Edit: solved for me, Discord holds an audio stream open regardless if you're in a voice channel or not. – Jack Bartlett – 2020-01-29T08:34:17.927

-1

Same problem.

[DRIVER] USB Audio Device (USB\VID_10F5&PID_0296&MI_00\6&13d026f7&0&0000) An audio stream is currently in use.
But I don't think the audio driver is the problem. The problem is that an application is holding an audio stream open, even when it is not outputting audio.

Done some testing while spamming "powercfg /REQUESTS" while running different programs. Normally If a program is outputting an audio stream, then the sound driver makes a request to not allow the PC to sleep automatically. Then when the sound stops, the stream is closed, and then the driver stops requesting to hold sleeping.

In my case, however, a tab in Firefox 63.0.1 (64-bit) seems to be at fault. mega.nz site was constantly keeping an audio stream open, even when there was nothing audio related on the page.

Here you can see this bug in action.

Exhibit A. Browser open.
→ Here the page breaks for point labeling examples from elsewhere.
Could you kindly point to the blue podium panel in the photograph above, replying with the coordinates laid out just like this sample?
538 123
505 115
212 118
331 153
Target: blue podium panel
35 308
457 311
No requests to hold sleep active.

Exhibit B. On home page of mega. No requests to hold sleep active.

Exhibit C. After log in. There is now an audio stream active. There is no audio file in this directory, nor is there any sound coming from the page.

Exhibit D. Setting the tab to mute and moving away from it still leaves the audio stream active.

Exhibit E. After closing the mega tab. audio stream no longer active. No requests to hold sleep active.

Try and find the program responsible for keeping its audio stream active, even when it is not producing sound.